Increased nitric oxide bioavailability through regulated eNOS-Caveolin-1 antagonism

Hypertension (high blood pressure) has a direct link to aging and is a major risk factor for atherosclerosis (narrowing and hardening of the arteries over time), stroke, heart attack and chronic renal failure. All known cardiovascular diseases, including hypertension, have in common a disease called endothelial dysfunction. The endothelium is a layer of cells that line the cavities of the heart, as well as the blood and lymph vessels. With endothelial disease, these cells do not function as well. Aging is known to induce and aggravate endothelial dysfunction, suggesting that endothelial dysfunction is unavoidable. One of the hallmarks of endothelial dysfunction is a decrease in the synthesis and availability of nitric oxide, which promotes dilation or relaxation of the blood vessels. Under normal conditions, nitric oxide significantly contributes to resting vasodilator tone and works to maintain a smooth and healthy vascular endothelium.

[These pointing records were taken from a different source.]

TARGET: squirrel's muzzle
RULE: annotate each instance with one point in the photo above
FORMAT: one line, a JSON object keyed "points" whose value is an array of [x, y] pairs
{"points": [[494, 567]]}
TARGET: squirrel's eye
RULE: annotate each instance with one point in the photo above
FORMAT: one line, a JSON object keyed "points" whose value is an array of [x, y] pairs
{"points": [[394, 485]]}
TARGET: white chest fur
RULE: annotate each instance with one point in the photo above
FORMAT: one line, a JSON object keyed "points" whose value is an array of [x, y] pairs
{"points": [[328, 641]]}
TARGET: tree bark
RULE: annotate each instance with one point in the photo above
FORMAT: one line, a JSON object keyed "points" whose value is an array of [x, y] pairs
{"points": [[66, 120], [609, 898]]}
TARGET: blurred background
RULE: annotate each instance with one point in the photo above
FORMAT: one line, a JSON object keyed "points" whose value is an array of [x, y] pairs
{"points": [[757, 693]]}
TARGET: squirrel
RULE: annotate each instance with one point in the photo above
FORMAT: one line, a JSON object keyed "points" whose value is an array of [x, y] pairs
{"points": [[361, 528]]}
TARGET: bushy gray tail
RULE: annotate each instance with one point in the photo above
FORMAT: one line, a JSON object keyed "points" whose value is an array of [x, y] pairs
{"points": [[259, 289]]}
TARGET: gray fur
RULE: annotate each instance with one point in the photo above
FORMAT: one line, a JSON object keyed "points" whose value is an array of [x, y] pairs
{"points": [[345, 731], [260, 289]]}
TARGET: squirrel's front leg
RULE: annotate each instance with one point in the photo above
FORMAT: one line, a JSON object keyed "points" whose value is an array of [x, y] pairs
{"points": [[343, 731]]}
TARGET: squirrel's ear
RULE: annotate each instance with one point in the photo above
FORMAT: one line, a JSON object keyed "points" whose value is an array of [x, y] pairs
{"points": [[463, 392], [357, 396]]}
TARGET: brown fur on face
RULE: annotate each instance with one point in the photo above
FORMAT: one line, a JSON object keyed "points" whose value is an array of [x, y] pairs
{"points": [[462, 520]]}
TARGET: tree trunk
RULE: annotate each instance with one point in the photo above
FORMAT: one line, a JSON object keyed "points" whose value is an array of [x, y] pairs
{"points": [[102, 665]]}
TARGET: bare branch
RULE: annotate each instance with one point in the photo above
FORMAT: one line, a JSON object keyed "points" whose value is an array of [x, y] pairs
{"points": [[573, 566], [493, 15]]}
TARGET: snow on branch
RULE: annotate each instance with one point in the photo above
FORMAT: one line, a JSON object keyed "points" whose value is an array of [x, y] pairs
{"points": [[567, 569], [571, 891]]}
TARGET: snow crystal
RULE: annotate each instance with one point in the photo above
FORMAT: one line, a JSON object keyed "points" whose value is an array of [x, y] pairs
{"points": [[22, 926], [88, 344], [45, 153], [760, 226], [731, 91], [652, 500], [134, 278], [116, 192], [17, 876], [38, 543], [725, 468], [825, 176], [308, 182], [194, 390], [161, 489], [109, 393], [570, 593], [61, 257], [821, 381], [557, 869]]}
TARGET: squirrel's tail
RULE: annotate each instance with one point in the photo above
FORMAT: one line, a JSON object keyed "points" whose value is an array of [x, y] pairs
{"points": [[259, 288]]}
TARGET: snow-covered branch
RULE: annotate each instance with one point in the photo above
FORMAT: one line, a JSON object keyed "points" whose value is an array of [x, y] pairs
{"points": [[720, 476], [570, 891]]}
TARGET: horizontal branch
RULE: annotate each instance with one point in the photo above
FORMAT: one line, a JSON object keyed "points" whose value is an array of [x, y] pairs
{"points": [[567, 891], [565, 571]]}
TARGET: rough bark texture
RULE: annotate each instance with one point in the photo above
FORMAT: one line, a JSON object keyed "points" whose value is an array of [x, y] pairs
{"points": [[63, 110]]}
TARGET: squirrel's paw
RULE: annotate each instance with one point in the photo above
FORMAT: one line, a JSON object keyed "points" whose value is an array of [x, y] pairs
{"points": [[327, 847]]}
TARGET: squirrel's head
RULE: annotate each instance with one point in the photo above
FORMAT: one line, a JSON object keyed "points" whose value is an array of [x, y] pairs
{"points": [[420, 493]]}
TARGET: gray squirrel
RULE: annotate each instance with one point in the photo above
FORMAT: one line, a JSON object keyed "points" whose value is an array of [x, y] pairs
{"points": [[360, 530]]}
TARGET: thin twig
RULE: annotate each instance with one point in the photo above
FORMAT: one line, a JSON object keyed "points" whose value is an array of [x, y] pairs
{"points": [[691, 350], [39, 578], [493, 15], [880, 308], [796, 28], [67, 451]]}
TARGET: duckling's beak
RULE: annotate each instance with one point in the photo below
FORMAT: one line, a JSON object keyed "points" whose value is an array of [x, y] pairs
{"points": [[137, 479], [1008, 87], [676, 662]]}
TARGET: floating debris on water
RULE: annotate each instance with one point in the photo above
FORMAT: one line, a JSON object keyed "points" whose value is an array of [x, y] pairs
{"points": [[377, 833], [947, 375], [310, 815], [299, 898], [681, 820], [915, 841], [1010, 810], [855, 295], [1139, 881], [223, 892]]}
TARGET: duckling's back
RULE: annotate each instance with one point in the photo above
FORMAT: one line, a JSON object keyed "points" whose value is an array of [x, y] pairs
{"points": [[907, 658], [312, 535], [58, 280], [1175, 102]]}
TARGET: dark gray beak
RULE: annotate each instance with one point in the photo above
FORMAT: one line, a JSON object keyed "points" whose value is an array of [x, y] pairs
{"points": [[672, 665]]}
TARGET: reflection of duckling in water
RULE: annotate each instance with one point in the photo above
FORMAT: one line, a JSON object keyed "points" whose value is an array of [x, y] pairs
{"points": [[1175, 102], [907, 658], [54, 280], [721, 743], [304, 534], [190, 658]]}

Dr. Pascal Bernatchez has uncovered a novel molecular approach that increases endothelial function and nitric oxide availability in aged vessels, while young vessels remain unaffected by the intervention. This suggests that there may be a molecular cause for how endothelial dysfunction develops. Bernatchez’s research will contribute to knowledge about how this approach restores endothelial function in an age-specific manner, how it regulates blood pressure and how endothelial dysfunction occurs. The findings may lead to novel therapeutic avenues for the range of cardiovascular diseases characterized by endothelial dysfunction.